1. This randomized control trial found that febuxostat has a reno-protective effect that can reduce the incidence of contrast-induced acute kidney injury in chronic kidney disease stage 3 patients undergoing percutaneous coronary intervention
Evidence Rating Level: 1 (Excellent)
Contrast-induced acute kidney injury (CI-AKI) is considered the third most common cause of AKI in hospitalized patients. Percutaneous coronary intervention (PCI) increases the incidence of CI-AKI, which is already gradually increasing. Although 80% of patients’ creatinine values return to baseline within 1 to 3 weeks after CI-AKI, some patients develop renal failure, leading to the initiation of renal replacement therapy, cardiovascular events, and an increased mortality rate. Prior literature has suggested that Febuxostat may have renoprotective properties in its hypouricemic and anti-inflammatory effects, which are thought to combat mechanisms leading to CI-AKI. This randomized control trial aimed to evaluate the reno-protective effect of febuxostat in the prevention of CI-AKI in stage 3 CKD patients undergoing PCI. The trial enrolled 120 stage 3 CKD patients with acute coronary syndrome who were scheduled to undergo PCI at Ain-Shams University hospital. Patients were randomly assigned to two arms — one study arm consisting of 60 patients who received Febuxostat 80 mg within 6–18 h before and after the procedure with an interval of 24 h between the two doses, and a control group of 60 patients who received traditional treatment only. Patients were stratified to low, moderate, high, and very high risk of AKI according to their calculated Mehran risk score. The incidence of AKI was 25% in the control group and 11.7% in the study group (p-value = 0.048).
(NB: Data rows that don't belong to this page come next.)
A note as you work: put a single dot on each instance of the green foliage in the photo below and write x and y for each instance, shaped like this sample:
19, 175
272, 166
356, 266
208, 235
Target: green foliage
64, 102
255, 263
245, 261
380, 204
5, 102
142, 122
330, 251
Aside from febuxostat avoidance, the only other statistically significant independent risk factors of CI-AKI incidence were the Mehran score and baseline serum creatine. Overall, this randomized control trial demonstrates that febuxostat has reno-protective effects that can reduce CI-AKI incidence in stage 3 CKD patients undergoing PCI. Given the absence of adverse events in this study and the demonstrated protection febuxostat affords against CI-AKI, its use should be strongly considered in stage 3 CKD patients.